Vorsprung durch Wissen
schließen x
Suchbegriff
Rubrik
 Suchen
Das Informationszentrum für die Landwirtschaft
05.07.2023 | 04:02 | Neues Jagdgesetz 

Neues Jagdgesetz in Rheinland-Pfalz soll kommen - Klimaschutz rückt in Fokus

Mainz - Mit einem an vielen Stellen erneuerten Landesjagdgesetz will die rheinland-pfälzische Landesregierung auf den Klimawandel reagieren, den Tierschutz stärken und gleichzeitig Grundbesitzern und Landwirten mehr Freiheiten einräumen. 
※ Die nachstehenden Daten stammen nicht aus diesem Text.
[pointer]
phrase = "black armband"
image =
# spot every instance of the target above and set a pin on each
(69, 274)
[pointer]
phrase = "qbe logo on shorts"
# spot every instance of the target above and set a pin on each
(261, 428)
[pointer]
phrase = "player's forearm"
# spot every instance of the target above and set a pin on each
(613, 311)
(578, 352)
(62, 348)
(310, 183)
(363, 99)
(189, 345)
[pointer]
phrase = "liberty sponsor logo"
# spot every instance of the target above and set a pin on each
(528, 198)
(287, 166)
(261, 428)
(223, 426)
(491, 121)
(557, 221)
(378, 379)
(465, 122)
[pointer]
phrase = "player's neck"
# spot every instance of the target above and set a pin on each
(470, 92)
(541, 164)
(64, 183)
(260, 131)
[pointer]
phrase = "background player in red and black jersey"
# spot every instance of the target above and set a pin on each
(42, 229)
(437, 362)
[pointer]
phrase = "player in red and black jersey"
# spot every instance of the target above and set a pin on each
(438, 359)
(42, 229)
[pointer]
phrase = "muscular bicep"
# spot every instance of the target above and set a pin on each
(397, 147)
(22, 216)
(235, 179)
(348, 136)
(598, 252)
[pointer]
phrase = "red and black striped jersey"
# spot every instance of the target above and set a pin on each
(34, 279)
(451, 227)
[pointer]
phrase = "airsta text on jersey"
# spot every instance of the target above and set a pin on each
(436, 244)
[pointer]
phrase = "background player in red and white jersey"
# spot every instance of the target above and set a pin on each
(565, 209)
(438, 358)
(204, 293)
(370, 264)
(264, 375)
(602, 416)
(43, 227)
Landesjagdgesetz Rheinland-Pfalz
Neue Abschussregeln, Verbote bestimmter Jagdpraktiken, weniger Bürokratie, mehr Fokus auf den Klimawandel - das Landesjagdgesetz für Rheinland-Pfalz soll grundlegend erneuert werden. Ein Großprojekt. (c) Bergringfoto - fotolia.com
Ein zentraler Bestandteil des Gesetzentwurfs, der am Dienstag vom Kabinett in Mainz gebilligt wurde, ist nach Angaben von Umweltstaatssekretär Erwin Manz (Grüne) eine stärkere Ausrichtung der Jagd auf die in Folge des Klimawandels nötige Walderneuerung. In Kraft treten dürfte das neue Regelwerk aber erst im Jahr 2025.
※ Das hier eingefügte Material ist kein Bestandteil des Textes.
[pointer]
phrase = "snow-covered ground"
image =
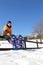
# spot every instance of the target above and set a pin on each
(22, 57)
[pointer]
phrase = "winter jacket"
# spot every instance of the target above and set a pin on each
(8, 29)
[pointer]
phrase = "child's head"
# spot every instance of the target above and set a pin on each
(9, 23)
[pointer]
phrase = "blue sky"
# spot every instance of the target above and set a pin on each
(24, 14)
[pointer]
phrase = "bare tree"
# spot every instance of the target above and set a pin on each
(38, 28)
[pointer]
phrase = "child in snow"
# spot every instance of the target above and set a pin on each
(7, 30)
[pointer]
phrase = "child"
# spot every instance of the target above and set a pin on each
(7, 30)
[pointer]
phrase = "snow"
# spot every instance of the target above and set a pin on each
(5, 44)
(21, 57)
(33, 45)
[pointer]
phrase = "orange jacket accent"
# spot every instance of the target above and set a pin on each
(8, 29)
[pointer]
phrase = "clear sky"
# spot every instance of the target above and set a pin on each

Umweltministerin Katrin Eder (Grüne) sagte, mit dem Regierungsentwurf mache sich Rheinland-Pfalz auf den Weg, eines der modernsten Jagdrechte in Deutschland zu bekommen. Auch die «gravierenden Folgen des Klimawandels» machten gesetzliche Anpassungen nötig. Eine umfassende Novellierung der jagdrechtlichen Vorschriften ist auch Teil des Koalitionsvertrages der Ampel in Mainz.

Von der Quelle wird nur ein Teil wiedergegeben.